Le fait que ce conflit n’ait pas trouvé d’issue depuis plus de 40 ans est un coup très rude pour la crédibilité de l’Occident et de ses valeurs. Et il devra être résolu si l’on veut voir les relations s’apaiser entre l’Orient et l’Occident.

Cela dit, il n’est pas facile d’être optimiste, quand on voit tous les efforts qui ont échoué. Je suis néanmoins convaincu qu’une solution est possible, si la communauté internationale manifeste la volonté de s’atteler sérieusement à la tâche.

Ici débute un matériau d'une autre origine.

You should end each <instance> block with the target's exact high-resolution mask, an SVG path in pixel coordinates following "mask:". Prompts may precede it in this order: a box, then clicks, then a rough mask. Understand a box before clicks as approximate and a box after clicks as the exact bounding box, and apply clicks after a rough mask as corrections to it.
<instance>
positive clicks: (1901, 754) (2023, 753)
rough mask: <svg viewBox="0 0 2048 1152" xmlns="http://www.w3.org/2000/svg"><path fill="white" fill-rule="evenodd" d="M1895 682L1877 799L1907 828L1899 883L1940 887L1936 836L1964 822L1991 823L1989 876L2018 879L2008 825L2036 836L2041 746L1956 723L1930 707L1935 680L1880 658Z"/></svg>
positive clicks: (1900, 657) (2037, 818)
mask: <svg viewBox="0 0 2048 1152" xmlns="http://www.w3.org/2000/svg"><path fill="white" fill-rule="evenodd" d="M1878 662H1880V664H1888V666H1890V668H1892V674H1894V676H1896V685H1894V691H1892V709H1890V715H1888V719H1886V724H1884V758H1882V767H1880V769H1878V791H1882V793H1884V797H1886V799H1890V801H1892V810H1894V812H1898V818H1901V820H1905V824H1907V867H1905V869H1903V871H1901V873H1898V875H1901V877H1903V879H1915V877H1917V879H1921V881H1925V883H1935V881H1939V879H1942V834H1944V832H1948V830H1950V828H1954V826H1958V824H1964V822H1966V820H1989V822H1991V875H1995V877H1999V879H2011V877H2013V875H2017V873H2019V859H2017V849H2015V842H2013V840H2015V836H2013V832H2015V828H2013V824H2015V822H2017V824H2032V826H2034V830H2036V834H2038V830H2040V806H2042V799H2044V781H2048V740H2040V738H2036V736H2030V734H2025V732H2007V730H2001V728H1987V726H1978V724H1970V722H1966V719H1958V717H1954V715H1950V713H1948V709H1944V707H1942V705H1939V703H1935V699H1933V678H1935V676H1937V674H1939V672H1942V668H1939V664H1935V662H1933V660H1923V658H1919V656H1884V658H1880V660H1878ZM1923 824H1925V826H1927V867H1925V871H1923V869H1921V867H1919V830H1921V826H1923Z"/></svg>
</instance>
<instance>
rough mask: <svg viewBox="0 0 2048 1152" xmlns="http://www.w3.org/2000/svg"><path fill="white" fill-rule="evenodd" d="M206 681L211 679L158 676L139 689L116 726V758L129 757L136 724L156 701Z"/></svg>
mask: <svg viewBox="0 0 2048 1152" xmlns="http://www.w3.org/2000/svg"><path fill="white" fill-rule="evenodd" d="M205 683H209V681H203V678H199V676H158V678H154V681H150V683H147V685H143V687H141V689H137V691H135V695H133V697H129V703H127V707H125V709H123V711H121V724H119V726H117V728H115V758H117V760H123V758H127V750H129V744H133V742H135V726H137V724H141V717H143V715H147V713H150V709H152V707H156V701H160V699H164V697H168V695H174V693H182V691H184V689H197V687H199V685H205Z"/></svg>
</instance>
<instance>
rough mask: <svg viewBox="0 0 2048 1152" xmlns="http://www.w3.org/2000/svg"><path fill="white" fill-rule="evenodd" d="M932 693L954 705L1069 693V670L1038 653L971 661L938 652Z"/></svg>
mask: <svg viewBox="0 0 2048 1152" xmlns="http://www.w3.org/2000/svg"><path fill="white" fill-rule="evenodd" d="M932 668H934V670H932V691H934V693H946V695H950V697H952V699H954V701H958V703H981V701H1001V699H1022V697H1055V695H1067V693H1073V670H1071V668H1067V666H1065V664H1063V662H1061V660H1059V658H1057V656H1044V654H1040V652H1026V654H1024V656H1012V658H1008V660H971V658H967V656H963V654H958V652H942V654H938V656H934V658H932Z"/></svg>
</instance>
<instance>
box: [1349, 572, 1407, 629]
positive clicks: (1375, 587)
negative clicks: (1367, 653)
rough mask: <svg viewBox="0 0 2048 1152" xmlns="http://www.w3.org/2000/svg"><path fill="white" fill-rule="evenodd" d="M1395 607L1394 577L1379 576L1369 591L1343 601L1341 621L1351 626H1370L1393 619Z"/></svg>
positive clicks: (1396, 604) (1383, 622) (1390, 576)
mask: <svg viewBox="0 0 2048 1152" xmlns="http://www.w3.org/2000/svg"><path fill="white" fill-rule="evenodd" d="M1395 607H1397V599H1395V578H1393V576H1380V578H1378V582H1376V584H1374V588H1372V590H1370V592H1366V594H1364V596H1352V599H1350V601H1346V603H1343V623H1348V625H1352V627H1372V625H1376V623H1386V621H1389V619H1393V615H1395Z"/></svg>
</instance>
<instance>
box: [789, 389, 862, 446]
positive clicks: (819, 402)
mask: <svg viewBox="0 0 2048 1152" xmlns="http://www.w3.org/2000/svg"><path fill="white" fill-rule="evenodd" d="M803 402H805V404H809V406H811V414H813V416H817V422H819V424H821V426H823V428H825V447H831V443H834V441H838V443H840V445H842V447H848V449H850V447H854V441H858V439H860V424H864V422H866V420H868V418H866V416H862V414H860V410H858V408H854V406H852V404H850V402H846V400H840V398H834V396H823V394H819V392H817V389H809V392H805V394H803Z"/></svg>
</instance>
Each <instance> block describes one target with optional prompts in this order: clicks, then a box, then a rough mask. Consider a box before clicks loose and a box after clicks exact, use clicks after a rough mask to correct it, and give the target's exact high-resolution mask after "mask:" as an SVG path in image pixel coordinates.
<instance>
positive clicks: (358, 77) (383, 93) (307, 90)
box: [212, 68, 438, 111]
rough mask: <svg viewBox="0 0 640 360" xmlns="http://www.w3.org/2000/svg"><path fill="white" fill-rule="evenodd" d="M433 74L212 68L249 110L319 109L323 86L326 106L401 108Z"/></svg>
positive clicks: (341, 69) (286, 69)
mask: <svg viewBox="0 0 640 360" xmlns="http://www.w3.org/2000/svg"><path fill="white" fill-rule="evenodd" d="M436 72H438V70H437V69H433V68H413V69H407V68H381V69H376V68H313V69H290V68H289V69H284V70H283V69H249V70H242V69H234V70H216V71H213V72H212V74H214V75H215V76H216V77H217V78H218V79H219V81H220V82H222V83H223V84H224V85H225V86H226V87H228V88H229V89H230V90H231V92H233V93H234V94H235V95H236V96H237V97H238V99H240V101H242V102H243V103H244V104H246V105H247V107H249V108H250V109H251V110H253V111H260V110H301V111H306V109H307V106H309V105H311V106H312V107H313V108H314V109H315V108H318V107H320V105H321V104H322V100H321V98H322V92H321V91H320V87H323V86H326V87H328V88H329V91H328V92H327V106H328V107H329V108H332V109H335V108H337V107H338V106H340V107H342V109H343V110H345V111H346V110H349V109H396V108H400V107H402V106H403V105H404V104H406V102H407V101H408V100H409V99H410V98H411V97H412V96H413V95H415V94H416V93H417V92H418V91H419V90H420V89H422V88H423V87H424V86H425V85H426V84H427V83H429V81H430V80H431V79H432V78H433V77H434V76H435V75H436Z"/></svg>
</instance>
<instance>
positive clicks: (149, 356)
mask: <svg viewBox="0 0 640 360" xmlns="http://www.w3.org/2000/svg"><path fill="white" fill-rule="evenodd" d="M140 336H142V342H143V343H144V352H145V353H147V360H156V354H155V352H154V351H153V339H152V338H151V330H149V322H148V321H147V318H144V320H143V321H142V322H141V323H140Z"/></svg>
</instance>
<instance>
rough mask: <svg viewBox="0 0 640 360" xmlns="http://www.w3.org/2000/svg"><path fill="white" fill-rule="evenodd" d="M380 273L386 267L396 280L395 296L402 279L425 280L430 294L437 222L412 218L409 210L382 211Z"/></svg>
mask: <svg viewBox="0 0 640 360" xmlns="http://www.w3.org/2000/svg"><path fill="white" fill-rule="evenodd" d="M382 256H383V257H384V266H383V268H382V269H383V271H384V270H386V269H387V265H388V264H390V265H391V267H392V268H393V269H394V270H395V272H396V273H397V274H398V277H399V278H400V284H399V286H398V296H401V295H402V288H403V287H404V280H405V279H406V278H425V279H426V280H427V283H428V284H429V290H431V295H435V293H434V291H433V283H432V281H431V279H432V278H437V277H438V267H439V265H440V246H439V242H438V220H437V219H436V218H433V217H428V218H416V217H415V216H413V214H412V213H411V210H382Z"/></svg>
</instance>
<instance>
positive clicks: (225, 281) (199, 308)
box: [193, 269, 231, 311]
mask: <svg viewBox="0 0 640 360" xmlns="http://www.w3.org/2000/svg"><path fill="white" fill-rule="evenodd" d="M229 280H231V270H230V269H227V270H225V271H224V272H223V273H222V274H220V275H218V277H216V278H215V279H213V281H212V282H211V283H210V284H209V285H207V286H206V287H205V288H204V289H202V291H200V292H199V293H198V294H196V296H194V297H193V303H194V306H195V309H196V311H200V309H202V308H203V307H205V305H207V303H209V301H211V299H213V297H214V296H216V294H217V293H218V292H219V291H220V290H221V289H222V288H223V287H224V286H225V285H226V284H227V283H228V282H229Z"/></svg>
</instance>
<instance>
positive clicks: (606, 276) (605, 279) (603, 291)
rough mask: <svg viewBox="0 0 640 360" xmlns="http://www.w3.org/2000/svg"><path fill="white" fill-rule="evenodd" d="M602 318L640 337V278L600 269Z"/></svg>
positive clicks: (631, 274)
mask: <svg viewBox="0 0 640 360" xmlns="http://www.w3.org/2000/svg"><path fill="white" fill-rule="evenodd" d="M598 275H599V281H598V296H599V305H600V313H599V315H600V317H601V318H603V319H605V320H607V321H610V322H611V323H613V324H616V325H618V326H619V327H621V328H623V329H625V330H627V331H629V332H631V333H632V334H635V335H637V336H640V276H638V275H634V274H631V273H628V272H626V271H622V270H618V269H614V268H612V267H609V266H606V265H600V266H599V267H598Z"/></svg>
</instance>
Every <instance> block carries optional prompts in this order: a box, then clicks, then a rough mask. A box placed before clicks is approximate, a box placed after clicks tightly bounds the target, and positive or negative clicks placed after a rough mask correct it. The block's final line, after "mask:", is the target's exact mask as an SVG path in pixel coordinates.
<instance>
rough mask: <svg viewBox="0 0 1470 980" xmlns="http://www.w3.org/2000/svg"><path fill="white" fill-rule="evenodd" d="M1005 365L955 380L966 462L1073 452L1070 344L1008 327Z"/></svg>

swissinfo: On parle souvent d’un gouffre entre Occidentaux et Arabes. Vu de votre expérience de deux mondes, sommes-nous vraiment si différents?

N.L: Non. Nous sommes humains, et fondamentalement, nous aspirons aux mêmes choses: la paix, la prospérité et la dignité. Les tensions qui règnent aujourd’hui entre ces deux parties du monde sont dues au fait que pour des millions de personnes dans les pays arabes, ces aspirations ne sont pas remplies. Et il est dans le meilleur intérêt des pays occidentaux d’aider le monde arabe à s’approcher de leur accomplissement.

Interview swissinfo: Adam Beaumont
(Traduction de l’anglais: Marc-André Miserez)

Né en 1960, il entre aux Affaires étrangères en 1990, après des études de droit. Il débute dans la carrière diplomatique à Berne et à Bangkok, capitale de la Thaïlande.

Il passe ensuite par le Bureau de l’intégration – qui s’occupe des affaires européennes de la Suisse – avant d’être nommé en 1996 premier secrétaire de l’ambassade helvétique à Abidjan, en Côte d’Ivoire.

En 1999, il entre au Bureau suisse de liaison avec l’Autorité palestinienne à Jérusalem-Est et deux ans plus tard, il prend la tête de la mission suisse à Ramallah.

En 2003, il est nommé chef de la Division Afrique / Proche-Orient, puis en 2005 chef du bureau du coordinateur pour le processus de paix au Proche-Orient de la Division politique IV, Sécurité humaine.

En avril 2007, il s’installe à Accra, capitale du Ghana, avec le titre d’ambassadeur extraordinaire et plénipotentiaire de Suisse en République du Ghana et en République togolaise.